Целинный батальон | страница 28
В штабе, кроме комбата, было еще несколько офицеров. Все они при виде Устюгова тут же вышли. Лишь капитан Дмитриев остался сидеть на своем месте возле печки, продолжая читать газету.
— Принес? — спросил с полузевком Самохин.
— Что? — Устюгов изобразил на лице наивность.
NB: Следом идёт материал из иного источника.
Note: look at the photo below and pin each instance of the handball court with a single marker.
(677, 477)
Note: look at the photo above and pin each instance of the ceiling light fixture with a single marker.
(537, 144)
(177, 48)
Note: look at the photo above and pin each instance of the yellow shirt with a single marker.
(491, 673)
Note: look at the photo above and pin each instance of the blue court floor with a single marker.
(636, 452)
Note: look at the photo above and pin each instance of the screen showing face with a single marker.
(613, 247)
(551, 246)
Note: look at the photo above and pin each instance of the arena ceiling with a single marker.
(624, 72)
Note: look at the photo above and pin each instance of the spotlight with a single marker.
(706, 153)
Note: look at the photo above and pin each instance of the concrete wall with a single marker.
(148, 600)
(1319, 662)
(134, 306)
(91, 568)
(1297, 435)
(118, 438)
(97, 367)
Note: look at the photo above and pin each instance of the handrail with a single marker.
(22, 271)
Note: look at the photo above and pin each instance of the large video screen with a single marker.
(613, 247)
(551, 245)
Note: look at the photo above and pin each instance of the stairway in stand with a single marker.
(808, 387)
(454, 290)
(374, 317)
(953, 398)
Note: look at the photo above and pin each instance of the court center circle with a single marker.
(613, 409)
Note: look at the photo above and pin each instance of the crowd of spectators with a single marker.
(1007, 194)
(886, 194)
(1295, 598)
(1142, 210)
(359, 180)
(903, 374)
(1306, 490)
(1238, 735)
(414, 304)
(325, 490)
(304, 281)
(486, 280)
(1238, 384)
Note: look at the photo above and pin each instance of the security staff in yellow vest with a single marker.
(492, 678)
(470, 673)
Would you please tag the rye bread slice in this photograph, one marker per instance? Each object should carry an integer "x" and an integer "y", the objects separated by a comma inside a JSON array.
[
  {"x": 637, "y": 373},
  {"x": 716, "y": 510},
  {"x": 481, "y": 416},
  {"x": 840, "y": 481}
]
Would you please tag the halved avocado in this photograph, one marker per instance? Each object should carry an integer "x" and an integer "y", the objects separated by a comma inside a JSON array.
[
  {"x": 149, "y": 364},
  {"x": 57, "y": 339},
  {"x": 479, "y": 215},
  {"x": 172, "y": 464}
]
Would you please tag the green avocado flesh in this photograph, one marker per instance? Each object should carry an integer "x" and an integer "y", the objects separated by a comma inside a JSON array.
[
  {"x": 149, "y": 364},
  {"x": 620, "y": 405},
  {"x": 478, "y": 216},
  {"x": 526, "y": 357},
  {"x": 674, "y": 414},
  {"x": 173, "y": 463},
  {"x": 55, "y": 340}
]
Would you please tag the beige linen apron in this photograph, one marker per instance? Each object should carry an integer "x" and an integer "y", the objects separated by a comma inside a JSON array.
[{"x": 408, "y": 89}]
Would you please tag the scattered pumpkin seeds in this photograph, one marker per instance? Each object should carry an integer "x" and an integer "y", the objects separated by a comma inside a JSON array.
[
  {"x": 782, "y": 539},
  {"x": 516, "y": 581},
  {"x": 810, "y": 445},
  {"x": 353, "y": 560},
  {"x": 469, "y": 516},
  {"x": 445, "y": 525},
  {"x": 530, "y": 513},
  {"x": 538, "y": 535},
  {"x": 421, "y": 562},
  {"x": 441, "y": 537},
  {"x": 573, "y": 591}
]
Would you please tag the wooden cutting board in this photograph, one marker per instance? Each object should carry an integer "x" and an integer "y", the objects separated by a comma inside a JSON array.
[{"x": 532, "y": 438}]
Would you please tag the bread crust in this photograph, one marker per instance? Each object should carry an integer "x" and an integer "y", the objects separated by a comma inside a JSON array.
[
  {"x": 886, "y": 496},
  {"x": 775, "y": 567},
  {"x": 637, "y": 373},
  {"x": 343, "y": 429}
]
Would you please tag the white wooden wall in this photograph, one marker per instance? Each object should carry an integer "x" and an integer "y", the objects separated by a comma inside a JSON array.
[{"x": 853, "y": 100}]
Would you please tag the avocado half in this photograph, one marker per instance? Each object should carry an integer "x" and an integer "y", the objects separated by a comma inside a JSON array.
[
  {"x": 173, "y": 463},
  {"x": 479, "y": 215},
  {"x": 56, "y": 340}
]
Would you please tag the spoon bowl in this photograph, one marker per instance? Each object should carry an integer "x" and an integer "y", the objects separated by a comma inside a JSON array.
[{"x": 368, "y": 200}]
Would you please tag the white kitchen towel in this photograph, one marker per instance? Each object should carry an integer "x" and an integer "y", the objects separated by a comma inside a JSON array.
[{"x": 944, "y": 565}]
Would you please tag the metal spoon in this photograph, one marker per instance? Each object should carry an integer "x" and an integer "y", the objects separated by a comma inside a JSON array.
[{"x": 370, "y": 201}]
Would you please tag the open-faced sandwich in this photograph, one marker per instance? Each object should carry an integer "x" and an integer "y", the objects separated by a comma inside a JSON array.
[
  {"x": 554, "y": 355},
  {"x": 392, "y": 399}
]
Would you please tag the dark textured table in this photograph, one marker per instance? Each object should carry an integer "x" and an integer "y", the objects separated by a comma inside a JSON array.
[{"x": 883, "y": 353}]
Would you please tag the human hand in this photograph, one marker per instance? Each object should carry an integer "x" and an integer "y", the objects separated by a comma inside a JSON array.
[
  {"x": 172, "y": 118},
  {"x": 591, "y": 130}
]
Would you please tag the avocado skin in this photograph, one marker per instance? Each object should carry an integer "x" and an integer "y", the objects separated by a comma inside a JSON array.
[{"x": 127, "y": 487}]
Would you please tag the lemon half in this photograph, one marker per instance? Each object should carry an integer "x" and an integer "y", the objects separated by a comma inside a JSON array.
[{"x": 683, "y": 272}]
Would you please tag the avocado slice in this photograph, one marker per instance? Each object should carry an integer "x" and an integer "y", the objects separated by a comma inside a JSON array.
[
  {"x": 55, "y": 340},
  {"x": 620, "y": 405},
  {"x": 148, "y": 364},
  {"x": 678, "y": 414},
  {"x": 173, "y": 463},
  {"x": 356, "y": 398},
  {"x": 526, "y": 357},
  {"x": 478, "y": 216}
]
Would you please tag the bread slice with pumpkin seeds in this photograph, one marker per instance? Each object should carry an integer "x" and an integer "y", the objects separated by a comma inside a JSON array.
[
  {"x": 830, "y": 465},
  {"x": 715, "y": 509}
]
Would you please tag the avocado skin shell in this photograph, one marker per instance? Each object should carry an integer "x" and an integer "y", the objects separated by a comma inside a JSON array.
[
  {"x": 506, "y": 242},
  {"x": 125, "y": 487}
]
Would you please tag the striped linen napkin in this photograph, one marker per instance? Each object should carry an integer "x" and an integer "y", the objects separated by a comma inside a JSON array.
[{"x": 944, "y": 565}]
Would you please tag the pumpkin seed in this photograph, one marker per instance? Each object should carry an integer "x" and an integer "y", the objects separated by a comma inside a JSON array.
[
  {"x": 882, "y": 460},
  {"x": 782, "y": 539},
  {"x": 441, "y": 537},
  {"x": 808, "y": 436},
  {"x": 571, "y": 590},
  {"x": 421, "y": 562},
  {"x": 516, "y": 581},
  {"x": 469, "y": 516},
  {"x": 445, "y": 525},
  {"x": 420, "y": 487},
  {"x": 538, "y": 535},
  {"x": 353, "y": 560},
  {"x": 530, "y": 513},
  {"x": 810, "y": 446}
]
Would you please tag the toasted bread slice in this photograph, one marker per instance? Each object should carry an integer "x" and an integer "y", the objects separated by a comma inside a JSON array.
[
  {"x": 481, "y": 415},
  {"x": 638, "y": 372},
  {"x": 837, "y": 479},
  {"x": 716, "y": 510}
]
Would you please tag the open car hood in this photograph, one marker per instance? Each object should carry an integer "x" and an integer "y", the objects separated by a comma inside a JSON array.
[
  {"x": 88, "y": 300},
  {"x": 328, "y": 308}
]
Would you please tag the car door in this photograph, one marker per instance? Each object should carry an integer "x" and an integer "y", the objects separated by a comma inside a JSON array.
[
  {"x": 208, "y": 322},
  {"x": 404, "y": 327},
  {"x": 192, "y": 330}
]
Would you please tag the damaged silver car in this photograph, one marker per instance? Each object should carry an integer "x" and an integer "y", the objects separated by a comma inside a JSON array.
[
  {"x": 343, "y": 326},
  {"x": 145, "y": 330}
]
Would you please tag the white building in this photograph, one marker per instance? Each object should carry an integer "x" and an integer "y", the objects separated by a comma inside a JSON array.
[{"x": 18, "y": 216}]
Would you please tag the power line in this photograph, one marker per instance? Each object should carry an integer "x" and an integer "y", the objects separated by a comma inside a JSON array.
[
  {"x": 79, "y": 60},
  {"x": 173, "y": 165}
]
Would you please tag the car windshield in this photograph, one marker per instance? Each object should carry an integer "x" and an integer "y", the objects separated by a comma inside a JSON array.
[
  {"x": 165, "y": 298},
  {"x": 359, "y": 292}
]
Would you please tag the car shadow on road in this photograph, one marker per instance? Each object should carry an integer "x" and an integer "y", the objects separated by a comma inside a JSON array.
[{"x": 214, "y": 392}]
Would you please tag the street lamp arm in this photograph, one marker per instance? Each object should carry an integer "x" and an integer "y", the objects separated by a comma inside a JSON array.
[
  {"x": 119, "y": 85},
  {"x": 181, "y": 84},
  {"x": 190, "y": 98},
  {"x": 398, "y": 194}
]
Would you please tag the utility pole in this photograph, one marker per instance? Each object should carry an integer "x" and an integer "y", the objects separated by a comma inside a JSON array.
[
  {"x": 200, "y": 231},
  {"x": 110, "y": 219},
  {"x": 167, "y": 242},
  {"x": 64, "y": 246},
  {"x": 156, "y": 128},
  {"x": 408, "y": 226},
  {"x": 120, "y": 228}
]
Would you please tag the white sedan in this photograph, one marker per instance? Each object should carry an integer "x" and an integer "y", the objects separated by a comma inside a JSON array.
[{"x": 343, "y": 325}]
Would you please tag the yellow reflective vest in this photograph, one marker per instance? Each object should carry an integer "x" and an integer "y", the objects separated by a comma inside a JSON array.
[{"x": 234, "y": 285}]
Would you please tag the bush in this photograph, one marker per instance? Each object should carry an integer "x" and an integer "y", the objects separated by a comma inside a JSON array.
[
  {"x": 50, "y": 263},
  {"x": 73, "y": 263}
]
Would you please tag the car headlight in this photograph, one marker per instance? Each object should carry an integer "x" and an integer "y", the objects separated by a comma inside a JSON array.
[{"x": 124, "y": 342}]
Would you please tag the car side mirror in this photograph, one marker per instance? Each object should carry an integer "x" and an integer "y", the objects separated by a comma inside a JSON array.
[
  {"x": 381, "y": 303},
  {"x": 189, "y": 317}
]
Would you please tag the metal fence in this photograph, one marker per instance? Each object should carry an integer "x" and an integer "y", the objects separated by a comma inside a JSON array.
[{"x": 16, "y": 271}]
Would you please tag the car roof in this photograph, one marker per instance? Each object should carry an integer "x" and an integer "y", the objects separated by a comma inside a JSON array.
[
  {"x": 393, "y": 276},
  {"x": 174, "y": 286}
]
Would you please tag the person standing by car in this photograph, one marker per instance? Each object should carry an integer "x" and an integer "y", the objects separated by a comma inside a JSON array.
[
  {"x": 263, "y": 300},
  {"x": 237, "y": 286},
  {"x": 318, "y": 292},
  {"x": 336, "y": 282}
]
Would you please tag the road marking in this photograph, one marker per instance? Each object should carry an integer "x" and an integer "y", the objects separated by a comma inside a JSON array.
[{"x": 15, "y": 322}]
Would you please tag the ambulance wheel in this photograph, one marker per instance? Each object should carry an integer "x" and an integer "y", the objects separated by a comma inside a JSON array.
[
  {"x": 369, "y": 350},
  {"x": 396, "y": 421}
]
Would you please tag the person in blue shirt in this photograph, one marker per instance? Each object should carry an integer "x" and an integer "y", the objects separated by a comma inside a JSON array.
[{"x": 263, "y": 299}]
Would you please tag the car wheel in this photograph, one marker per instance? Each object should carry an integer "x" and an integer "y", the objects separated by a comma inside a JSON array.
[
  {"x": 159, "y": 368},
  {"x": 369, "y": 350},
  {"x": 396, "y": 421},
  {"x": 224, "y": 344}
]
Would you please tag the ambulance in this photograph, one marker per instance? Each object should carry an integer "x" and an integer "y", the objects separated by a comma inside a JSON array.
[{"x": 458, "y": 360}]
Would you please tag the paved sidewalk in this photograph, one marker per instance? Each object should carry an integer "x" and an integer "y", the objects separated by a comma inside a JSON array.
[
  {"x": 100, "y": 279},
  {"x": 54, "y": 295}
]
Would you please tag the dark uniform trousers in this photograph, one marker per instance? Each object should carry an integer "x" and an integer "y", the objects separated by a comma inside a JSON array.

Подполковник нахмурился и тяжело задышал носом. Сказал после долгой паузы, тихо:
— Значит играть со мной решил?
Устюгов вдруг испугался. Испугался по-настоящему. Он никогда не видел таким своего командира. От всей бочкообразной фигуры осталась лишь непроглядная черная тень под низко надвинутым козырьком. И эта тень была нацелена на младшего сержанта. Все остальное куда-то ушло, растворилось, как растворяются детали фотографии, не попавшие в фокус объектива. Казалось, что эта тень шарит по Устюгову, выбирая уязвимое место. Это была амбразура дота. Это было жерло пушки. Это была черная яма подвала из детства. В тени под фуражкой не было глаз и потому она жила сама по себе. Захотелось отдать письмо. Отвязаться от всей этой истории. Выйти из-под прицела черной тени. Захотелось как прежде стоять в строю. Захотелось слиться со всей массой товарищей, раствориться в зелени мундира, укрыться за монолитными шеренгами, втиснуть свой голос в раскатистое приветствие. Захотелось почувствовать себя частичкой большого целого, частичкой — маленькой, безответной и неразличимой. Он уже почти решился отдать письмо, как новая мысль не дала этого сделать. Вернее не мысль, а ощущение, что отдать нельзя — обратного пути нет. Ощущение это пришло из личного опыта. Еще в учебке Устюгов, доведенный до нервного срыва издевательствами, бросился с кулаками на сержантского холуя, парня одного с ним призыва. Сержантам неохота было заниматься со взводом и они перепоручили командование самому крепкому и наглому из курсантов. Холуй издевался над своими товарищами со сладострастием. Однажды Устюгов не вытерпел. В той драке он проиграл и уже думал, что жизнь кончена. Но с удивлением обнаружил переменившееся к нему отношение — холуй перестал замечать его. Объяснение пришло тремя месяцами позже, когда отучившиеся курсанты разъезжались по частям. Холуй подошел прощаться к единственному из всего взвода — к Устюгову. Он протянул руку и сказал Петру, что уважает его. Только тогда Устюгову стало понятно — холуй чисто по-скотски уважал силу, сопротивление и презирал слабых.
Стоя теперь перед подполковником Самохиным, Устюгов ясно понял, что его ждет впереди, если он сейчас отступит и станет слабым. Самохин раздавит его, уничтожит.